Simultaneous Incorporation of Two Types of Azo-Groups in the Side Chains of a Conjugated D-A Polymer for Logic Control of the Semiconducting Performance by Light Irradiation.
Jianwu TianZitong LiuChangchun WuWenlin JiangLiangliang ChenDandan ShiXisha ZhangGuanxin ZhangDe-Qing ZhangPublished in: Advanced materials (Deerfield Beach, Fla.) (2021)

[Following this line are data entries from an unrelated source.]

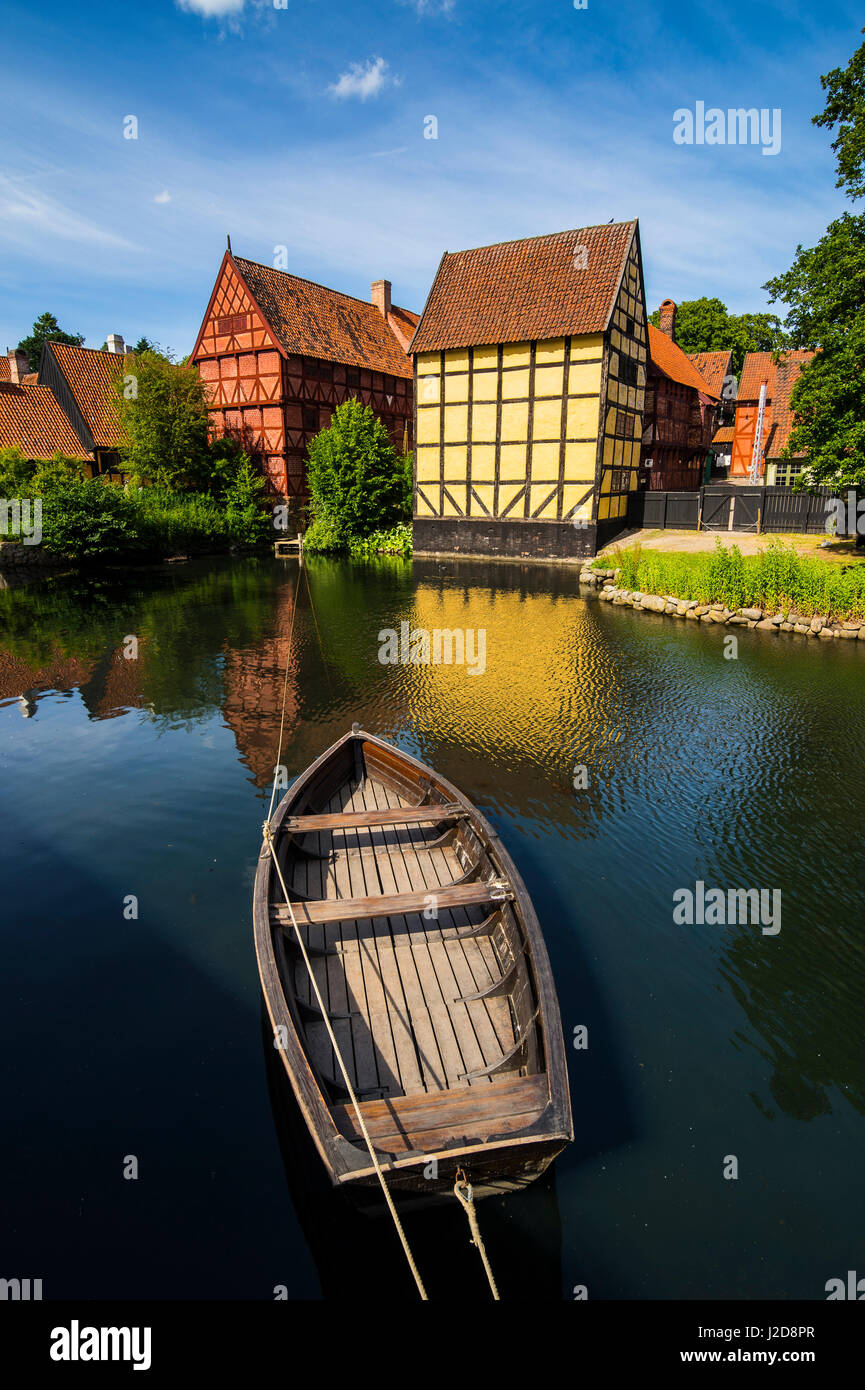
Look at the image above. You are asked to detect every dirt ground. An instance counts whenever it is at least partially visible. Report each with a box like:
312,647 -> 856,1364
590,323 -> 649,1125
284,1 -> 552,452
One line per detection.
598,531 -> 865,564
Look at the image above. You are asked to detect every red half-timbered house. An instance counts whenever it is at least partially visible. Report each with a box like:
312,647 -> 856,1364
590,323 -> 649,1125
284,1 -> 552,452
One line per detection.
191,246 -> 419,498
640,299 -> 722,492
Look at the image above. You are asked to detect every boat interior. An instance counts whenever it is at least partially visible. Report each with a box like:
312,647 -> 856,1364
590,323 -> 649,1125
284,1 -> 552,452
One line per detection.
270,737 -> 547,1152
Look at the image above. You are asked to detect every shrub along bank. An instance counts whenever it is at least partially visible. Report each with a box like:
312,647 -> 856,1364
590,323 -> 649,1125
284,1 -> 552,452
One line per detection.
592,541 -> 865,626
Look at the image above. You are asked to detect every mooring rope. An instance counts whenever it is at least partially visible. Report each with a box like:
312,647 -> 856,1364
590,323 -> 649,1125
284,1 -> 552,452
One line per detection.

A new design strategy for photoresponsive semiconducting polymer with tri-stable semiconducting states is reported by simultaneous incorporation of tetra-ortho-methoxy-substituted azobenzene (mAzo) and arylazopyrazole (pAzo) in the side chains. The trans-to-cis transformations for mAzo and pAzo groups can sequentially occur within the polymer thin film after sequential 560 and 365 nm light irradiation. Remarkably, the trans-cis isomerization of mAzo and pAzo groups can modulate the thin film crystallinity. Accordingly, the performances of the resulting field-effect transistors (FETs) can be reversibly modulated, leading to tri-stable semiconducting states after sequential 560, 365, and 470 nm light irradiation. Therefore, the device performance can be logically controlled by light irradiation at three different wavelengths. In addition, with light irradiation and device current as the input and output signals, the three-value logic gate by using single FET device can be successfully mimicked.